A Mexican restaurant chain in London is taking a novel approach to debt financing that could help build customer loyalty as well.
Chilango has issued "burrito bonds"-- four-year, small denomination bonds that pay an 8% annual interest plus burritos.
"We're not just raising money to finance our next batch of restaurants," says cofounder Eric Partaker. "By doing this we have just created over 600 Chilango brand ambassadors throughout the city of London." Those investors, in turn, get "a chance to directly participate in the business that...they helped build," adds Partaker.

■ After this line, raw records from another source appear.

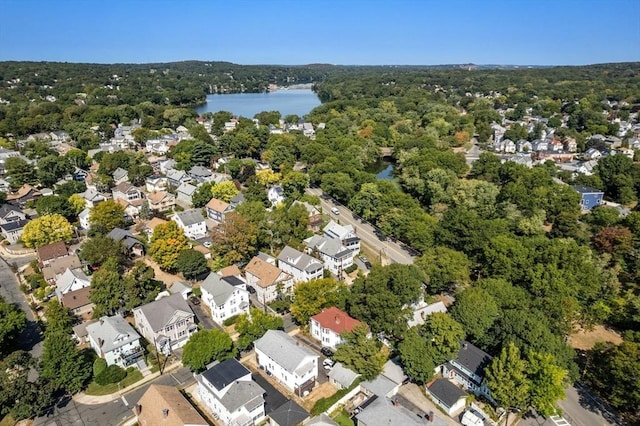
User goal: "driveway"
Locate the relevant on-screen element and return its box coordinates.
[251,373,289,414]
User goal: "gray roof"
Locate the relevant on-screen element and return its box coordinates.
[176,209,204,226]
[278,246,322,272]
[254,330,319,373]
[429,379,467,407]
[134,293,193,331]
[269,400,309,426]
[87,315,140,352]
[356,398,424,426]
[200,272,244,306]
[329,362,359,388]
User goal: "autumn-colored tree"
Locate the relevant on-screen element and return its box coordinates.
[211,212,258,265]
[149,221,189,271]
[22,213,73,248]
[211,180,240,203]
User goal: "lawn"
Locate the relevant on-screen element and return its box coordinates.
[84,369,142,395]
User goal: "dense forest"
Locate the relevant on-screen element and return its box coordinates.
[0,62,640,421]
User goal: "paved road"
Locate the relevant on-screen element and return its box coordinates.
[34,367,195,426]
[307,188,415,265]
[0,254,42,360]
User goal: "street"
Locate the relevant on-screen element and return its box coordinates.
[307,188,414,265]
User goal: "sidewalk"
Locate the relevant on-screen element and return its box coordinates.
[73,362,182,405]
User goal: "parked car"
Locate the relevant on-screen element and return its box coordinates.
[320,348,333,358]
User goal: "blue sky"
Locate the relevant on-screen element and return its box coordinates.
[0,0,640,65]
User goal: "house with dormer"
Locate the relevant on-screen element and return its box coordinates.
[439,340,493,399]
[278,246,324,283]
[254,330,319,396]
[195,358,265,426]
[87,315,146,368]
[244,256,293,304]
[133,293,198,354]
[200,272,249,325]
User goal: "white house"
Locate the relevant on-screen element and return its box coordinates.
[322,220,360,253]
[200,272,249,325]
[173,209,207,240]
[87,315,144,368]
[304,235,355,276]
[309,306,362,349]
[278,246,324,282]
[196,358,265,426]
[254,330,319,396]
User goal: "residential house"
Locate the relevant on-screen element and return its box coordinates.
[196,358,265,426]
[278,246,324,282]
[36,241,69,267]
[147,191,176,212]
[309,306,362,349]
[87,315,146,368]
[205,198,233,223]
[107,228,144,257]
[269,399,309,426]
[55,268,91,300]
[111,167,129,186]
[244,256,293,304]
[6,183,42,208]
[440,340,492,399]
[573,185,604,210]
[427,379,469,417]
[267,185,284,206]
[327,362,360,389]
[304,235,355,276]
[322,220,360,253]
[40,254,82,284]
[200,272,249,325]
[176,182,197,207]
[291,200,322,232]
[144,175,169,192]
[189,166,213,184]
[133,384,209,426]
[60,287,95,320]
[254,330,319,396]
[173,209,207,240]
[133,293,198,354]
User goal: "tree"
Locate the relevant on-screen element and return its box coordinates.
[89,258,125,318]
[176,249,210,280]
[149,221,189,271]
[451,287,498,341]
[235,308,284,351]
[89,200,126,235]
[291,278,346,325]
[182,329,236,373]
[0,297,27,353]
[416,246,471,294]
[485,342,531,424]
[80,235,127,266]
[333,326,387,380]
[22,213,73,248]
[211,180,240,203]
[398,328,436,384]
[211,212,258,265]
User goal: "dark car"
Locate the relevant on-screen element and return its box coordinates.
[320,348,333,358]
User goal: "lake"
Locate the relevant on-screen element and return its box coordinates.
[191,89,320,118]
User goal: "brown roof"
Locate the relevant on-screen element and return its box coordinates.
[311,306,361,334]
[134,384,208,426]
[244,256,289,288]
[42,254,82,281]
[206,198,229,212]
[60,287,91,309]
[218,265,242,277]
[38,241,69,262]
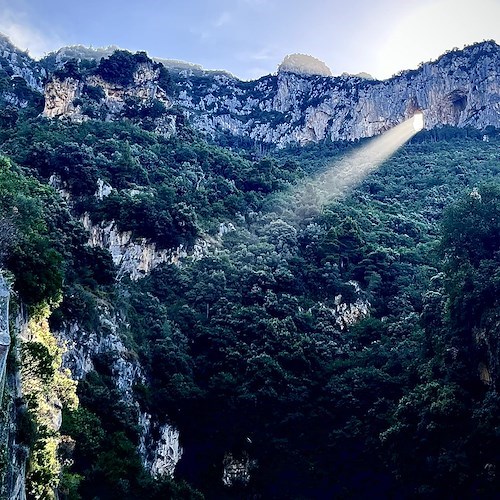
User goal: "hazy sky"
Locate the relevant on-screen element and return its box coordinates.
[0,0,500,79]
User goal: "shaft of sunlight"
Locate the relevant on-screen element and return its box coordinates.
[279,115,424,221]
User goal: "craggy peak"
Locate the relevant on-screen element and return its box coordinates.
[0,28,500,500]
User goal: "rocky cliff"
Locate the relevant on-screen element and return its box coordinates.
[178,41,500,146]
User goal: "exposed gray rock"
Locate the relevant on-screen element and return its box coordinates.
[222,452,254,487]
[139,413,182,477]
[178,42,500,147]
[42,62,175,122]
[82,215,234,280]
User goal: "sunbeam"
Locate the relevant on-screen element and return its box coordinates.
[277,116,424,220]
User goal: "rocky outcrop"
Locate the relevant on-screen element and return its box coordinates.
[0,33,47,92]
[222,452,255,487]
[82,216,234,280]
[139,413,182,477]
[42,62,175,126]
[178,41,500,147]
[58,304,182,477]
[278,54,332,76]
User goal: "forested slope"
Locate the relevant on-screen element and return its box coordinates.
[0,45,500,499]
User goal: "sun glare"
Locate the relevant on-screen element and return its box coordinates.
[275,116,424,221]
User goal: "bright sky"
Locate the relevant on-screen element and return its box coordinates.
[0,0,500,79]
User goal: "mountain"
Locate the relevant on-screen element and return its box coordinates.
[3,35,500,147]
[30,41,500,147]
[0,39,500,500]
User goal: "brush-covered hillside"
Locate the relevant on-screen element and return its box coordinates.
[0,37,500,500]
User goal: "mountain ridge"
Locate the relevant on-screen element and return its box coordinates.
[0,32,500,147]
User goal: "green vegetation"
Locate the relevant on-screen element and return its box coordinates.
[0,52,500,499]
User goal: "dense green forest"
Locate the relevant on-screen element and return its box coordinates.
[0,49,500,499]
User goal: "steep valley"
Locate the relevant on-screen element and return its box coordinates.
[0,39,500,500]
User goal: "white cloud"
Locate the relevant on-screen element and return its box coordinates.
[0,9,65,58]
[214,12,233,28]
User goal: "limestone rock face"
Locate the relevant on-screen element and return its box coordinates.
[178,41,500,147]
[82,213,230,280]
[0,33,47,92]
[139,413,182,477]
[222,452,254,487]
[278,54,332,76]
[42,62,175,129]
[43,78,83,121]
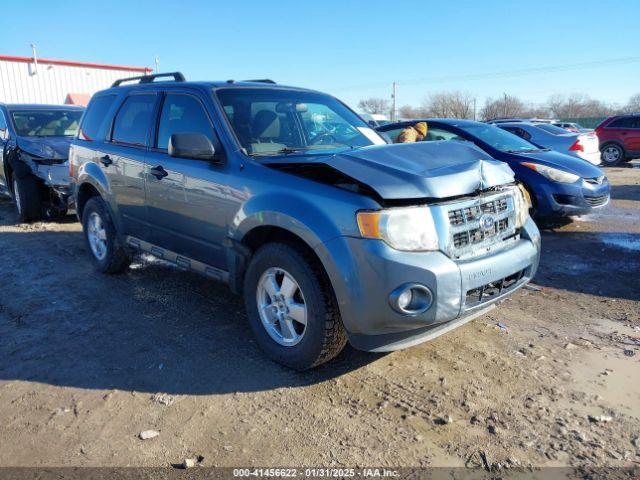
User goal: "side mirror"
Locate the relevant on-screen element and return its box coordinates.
[168,133,220,162]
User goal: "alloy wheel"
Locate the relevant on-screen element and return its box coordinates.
[87,212,107,260]
[602,146,620,163]
[256,267,308,347]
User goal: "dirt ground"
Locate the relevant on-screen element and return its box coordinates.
[0,162,640,468]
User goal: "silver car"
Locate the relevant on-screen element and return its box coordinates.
[496,121,601,165]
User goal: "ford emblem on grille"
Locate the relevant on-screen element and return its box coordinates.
[480,214,496,230]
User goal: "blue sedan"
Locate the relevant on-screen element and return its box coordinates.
[377,119,610,218]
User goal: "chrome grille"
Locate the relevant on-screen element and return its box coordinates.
[441,191,517,259]
[584,175,604,185]
[584,195,609,207]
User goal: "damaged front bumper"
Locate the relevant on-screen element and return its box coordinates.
[316,219,540,351]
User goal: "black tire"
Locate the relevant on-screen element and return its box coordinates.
[82,197,131,273]
[244,243,347,371]
[12,175,42,223]
[600,143,625,167]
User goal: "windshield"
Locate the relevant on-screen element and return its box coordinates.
[459,125,539,152]
[215,88,385,155]
[536,123,571,135]
[11,110,82,137]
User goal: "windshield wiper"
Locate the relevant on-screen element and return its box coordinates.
[276,147,312,153]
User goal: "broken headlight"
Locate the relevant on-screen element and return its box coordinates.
[357,207,438,251]
[514,184,531,228]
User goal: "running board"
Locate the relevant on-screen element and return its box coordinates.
[126,236,229,283]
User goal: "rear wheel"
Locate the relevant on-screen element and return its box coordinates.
[12,175,42,222]
[244,243,347,370]
[600,143,624,167]
[82,197,131,273]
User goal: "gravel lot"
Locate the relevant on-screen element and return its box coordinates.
[0,162,640,469]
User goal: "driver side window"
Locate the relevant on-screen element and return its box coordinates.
[0,110,9,140]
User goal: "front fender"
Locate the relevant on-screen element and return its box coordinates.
[73,162,124,237]
[229,192,356,249]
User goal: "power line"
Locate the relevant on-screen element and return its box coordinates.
[334,57,640,91]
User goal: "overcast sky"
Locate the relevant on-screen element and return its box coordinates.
[0,0,640,106]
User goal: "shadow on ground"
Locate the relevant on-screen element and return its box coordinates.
[534,231,640,300]
[0,223,381,395]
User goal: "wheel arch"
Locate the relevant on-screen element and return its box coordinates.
[76,182,102,219]
[232,222,335,295]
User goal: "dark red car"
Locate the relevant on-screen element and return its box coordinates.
[596,113,640,166]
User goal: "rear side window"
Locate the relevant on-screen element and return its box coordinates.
[111,94,156,147]
[78,95,116,142]
[607,117,637,128]
[157,94,216,150]
[536,123,567,135]
[0,110,9,140]
[500,127,531,140]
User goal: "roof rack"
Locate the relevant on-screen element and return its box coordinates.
[111,72,186,87]
[242,78,276,85]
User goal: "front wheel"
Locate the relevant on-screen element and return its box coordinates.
[82,197,131,273]
[600,143,624,167]
[244,243,347,370]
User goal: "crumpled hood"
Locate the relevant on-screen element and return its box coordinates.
[17,137,73,160]
[307,141,514,200]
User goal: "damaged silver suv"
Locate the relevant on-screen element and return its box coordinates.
[70,73,540,370]
[0,104,84,222]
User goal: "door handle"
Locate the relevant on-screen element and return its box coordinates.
[149,165,169,180]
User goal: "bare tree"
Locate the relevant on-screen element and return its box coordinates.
[624,93,640,113]
[480,93,527,120]
[398,105,426,119]
[547,93,617,118]
[358,98,390,115]
[421,91,475,119]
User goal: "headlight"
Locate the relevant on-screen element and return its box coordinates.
[522,162,580,183]
[357,207,438,251]
[514,184,531,228]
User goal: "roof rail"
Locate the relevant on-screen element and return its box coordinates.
[242,78,276,85]
[111,72,186,87]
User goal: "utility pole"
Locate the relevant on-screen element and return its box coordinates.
[391,82,396,122]
[29,43,38,76]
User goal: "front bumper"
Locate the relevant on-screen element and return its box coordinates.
[316,219,540,351]
[530,177,611,217]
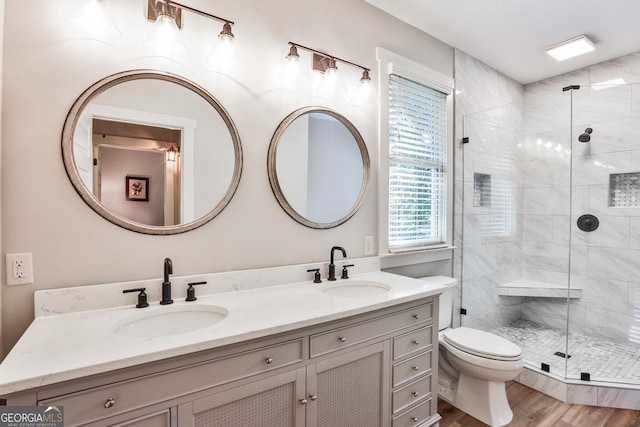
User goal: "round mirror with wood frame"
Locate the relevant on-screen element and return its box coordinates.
[267,107,371,229]
[62,70,242,235]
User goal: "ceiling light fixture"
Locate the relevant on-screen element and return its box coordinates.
[147,0,234,41]
[547,34,596,61]
[286,42,371,83]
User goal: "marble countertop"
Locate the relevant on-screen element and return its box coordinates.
[0,271,444,396]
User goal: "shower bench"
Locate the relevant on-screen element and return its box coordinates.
[498,279,582,298]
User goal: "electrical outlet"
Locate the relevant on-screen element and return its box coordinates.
[5,252,33,286]
[364,236,376,256]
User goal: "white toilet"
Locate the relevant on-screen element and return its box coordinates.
[421,276,523,426]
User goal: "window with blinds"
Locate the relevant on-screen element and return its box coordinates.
[389,74,447,252]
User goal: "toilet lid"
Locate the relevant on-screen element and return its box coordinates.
[442,327,522,360]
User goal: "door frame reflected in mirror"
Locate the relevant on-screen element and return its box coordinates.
[62,70,242,235]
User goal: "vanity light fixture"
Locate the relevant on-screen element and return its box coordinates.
[167,145,178,162]
[547,34,596,61]
[286,42,371,83]
[147,0,234,41]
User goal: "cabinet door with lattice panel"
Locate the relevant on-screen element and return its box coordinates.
[178,368,305,427]
[307,341,390,427]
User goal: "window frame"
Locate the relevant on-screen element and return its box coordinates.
[377,47,455,255]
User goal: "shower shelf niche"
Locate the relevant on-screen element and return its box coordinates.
[498,279,582,298]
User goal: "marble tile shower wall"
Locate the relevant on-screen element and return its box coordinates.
[522,53,640,342]
[454,51,524,330]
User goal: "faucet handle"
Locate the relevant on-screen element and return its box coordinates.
[340,264,354,279]
[122,288,149,308]
[307,268,322,283]
[184,281,207,301]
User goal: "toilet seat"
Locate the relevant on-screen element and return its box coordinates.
[442,327,522,361]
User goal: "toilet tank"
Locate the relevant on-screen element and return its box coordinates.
[419,276,458,330]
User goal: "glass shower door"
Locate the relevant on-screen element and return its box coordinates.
[567,84,640,385]
[461,105,571,377]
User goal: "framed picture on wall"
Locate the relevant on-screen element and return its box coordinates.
[126,176,149,202]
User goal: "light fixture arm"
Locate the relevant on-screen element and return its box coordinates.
[164,0,235,25]
[288,41,371,73]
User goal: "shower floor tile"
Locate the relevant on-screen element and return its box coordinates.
[491,319,640,384]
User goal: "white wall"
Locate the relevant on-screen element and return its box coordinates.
[1,0,453,349]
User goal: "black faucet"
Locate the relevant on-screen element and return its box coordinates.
[327,246,347,281]
[160,258,173,305]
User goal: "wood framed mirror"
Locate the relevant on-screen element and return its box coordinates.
[62,70,242,235]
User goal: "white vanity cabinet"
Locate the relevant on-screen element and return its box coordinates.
[7,297,439,427]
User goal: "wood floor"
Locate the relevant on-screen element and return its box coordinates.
[438,382,640,427]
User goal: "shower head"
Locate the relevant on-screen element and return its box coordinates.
[578,128,593,142]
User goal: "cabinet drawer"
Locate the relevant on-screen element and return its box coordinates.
[310,303,433,357]
[393,351,433,387]
[38,339,303,426]
[393,375,432,414]
[393,326,433,360]
[392,399,431,427]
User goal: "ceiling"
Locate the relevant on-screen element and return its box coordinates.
[365,0,640,84]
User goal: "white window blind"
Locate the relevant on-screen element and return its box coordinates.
[389,74,447,252]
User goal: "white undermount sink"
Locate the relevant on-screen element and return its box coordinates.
[321,280,391,297]
[113,304,229,337]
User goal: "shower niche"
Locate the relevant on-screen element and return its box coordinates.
[473,173,491,208]
[609,172,640,208]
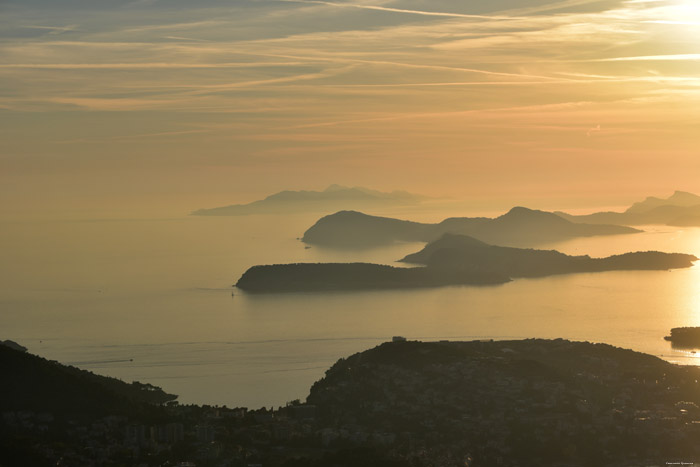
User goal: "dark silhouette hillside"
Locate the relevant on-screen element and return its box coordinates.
[192,185,425,216]
[401,234,698,277]
[556,191,700,227]
[0,345,177,419]
[302,207,639,248]
[236,234,698,292]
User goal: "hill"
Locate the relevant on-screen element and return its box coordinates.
[236,238,698,292]
[302,207,639,248]
[0,345,177,419]
[192,185,425,216]
[307,339,700,466]
[236,263,510,292]
[401,234,698,278]
[556,191,700,227]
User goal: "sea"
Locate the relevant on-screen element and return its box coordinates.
[0,208,700,408]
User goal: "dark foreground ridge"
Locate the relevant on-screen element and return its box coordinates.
[6,339,700,467]
[192,185,425,216]
[302,207,640,248]
[236,234,698,292]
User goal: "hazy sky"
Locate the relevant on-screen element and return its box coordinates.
[0,0,700,216]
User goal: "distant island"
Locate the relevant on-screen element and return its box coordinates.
[6,339,700,467]
[556,191,700,227]
[400,234,698,278]
[192,185,427,216]
[302,207,640,248]
[236,234,698,292]
[664,327,700,349]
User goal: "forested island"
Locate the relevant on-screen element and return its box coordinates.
[6,339,700,467]
[302,207,641,248]
[557,191,700,227]
[236,263,510,292]
[236,234,698,292]
[192,185,426,216]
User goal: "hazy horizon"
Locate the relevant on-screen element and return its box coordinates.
[0,0,700,217]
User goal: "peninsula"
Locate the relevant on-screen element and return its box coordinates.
[8,339,700,467]
[302,207,640,248]
[236,234,698,292]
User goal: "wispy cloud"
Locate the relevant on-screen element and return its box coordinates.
[279,0,512,20]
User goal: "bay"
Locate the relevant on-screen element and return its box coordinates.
[0,210,700,408]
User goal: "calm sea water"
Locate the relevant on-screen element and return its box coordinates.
[0,213,700,408]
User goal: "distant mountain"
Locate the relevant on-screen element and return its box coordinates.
[306,340,700,467]
[192,185,426,216]
[0,345,177,419]
[302,207,639,248]
[236,234,698,292]
[401,234,698,278]
[556,191,700,227]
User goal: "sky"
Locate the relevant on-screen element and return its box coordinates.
[0,0,700,216]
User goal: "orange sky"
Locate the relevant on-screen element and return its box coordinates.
[0,0,700,215]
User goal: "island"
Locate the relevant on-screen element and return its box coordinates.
[235,234,698,293]
[302,207,640,248]
[400,234,698,278]
[235,263,510,293]
[192,185,427,216]
[664,327,700,348]
[556,191,700,227]
[6,339,700,467]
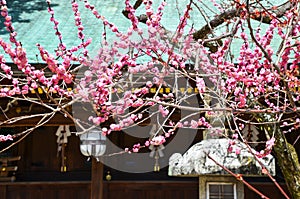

Investors have until Tuesday to participate in the bond offering, which is taking place on a crowd funding platform -- the first for a mini bond offering.
"We launched on June 10 [with] a million-pound target," says Partaker. "Smashed through that in just 19 days...and we're knocking on 2 million pounds just now." (which is equivalent to about $3.3 million dollars).
That's not so surprising given the relatively high interest rate, which is about double the rate on U.K. high yield corporate bonds. Those willing to shell out 10,000 pounds receive a Chilango Black Card, which entitles them to one free meal per week. The company says it has 90 black cardholders so far, and the average investment is about 3,000 pounds ($4,690).
Given the popularity of this offering, will Chilango issue more burrito bonds?
"We would definitely consider this route again," says Partaker. But first he wants to deploy the money raised so far to open three more restaurants. The company currently has seven restaurants operating in London.